DETAILED DESCRIPTION OF THE INVENTION

[0001]

BACKGROUND OF THE INVENTION 1. Field of the Invention The present invention relates to a toner concentration detecting device for detecting a toner concentration of a developer in a developing device of an electrophotographic apparatus.

[0002]

2. Description of the Related Art An electrophotographic apparatus is equipped with an automatic toner replenishing control device so that an image having a constant density is always formed by replenishing toner consumed during image formation. As such an automatic control device, a toner concentration detecting device is used. As the toner concentration detecting device,
A so-called L detection type toner concentration detection device (hereinafter, referred to as an L detection device) that detects a change in magnetic permeability of a developer caused by a change in density as a change in an oscillation frequency of an oscillation circuit is widely used.
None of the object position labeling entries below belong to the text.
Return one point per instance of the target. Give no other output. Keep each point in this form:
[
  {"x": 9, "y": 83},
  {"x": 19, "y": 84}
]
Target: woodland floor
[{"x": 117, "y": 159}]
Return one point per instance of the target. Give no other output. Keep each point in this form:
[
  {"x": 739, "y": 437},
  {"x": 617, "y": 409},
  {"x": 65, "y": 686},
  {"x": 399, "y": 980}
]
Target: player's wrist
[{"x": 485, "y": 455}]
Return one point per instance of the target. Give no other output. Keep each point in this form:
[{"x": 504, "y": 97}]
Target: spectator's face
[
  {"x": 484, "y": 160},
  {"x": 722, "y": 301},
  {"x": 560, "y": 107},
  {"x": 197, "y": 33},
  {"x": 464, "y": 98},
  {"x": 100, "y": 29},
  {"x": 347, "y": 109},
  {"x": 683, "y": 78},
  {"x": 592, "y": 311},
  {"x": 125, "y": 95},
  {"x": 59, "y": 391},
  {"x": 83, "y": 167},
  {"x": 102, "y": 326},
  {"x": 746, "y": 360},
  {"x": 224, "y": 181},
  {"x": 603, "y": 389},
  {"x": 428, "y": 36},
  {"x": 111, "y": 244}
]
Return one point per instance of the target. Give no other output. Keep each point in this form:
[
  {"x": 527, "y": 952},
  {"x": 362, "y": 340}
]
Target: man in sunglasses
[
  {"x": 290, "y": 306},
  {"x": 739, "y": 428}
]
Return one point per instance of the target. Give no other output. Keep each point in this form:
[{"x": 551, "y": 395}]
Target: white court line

As a conventional L detecting device, there is a core type L detecting device in which a coil is wound around a magnetic core to form a magnetic field in a space containing a developer to be detected and an LC oscillation circuit is formed by the coil. in use.

[0004] Such a conventional core-type L detector has a high manufacturing cost and is a component in which the core is formed by sintering. There is a problem in that there is a problem in quality control due to variations in the performance of the device, and it is difficult to reduce the size.
In order to solve such a problem of the conventional core type L detecting device, the present applicant disclosed in Japanese Patent Application Laid-Open No. 7-248676 a printed coil type L detecting device in which the inductance of an LC oscillation circuit is constituted by a coil formed by printing. The device was proposed.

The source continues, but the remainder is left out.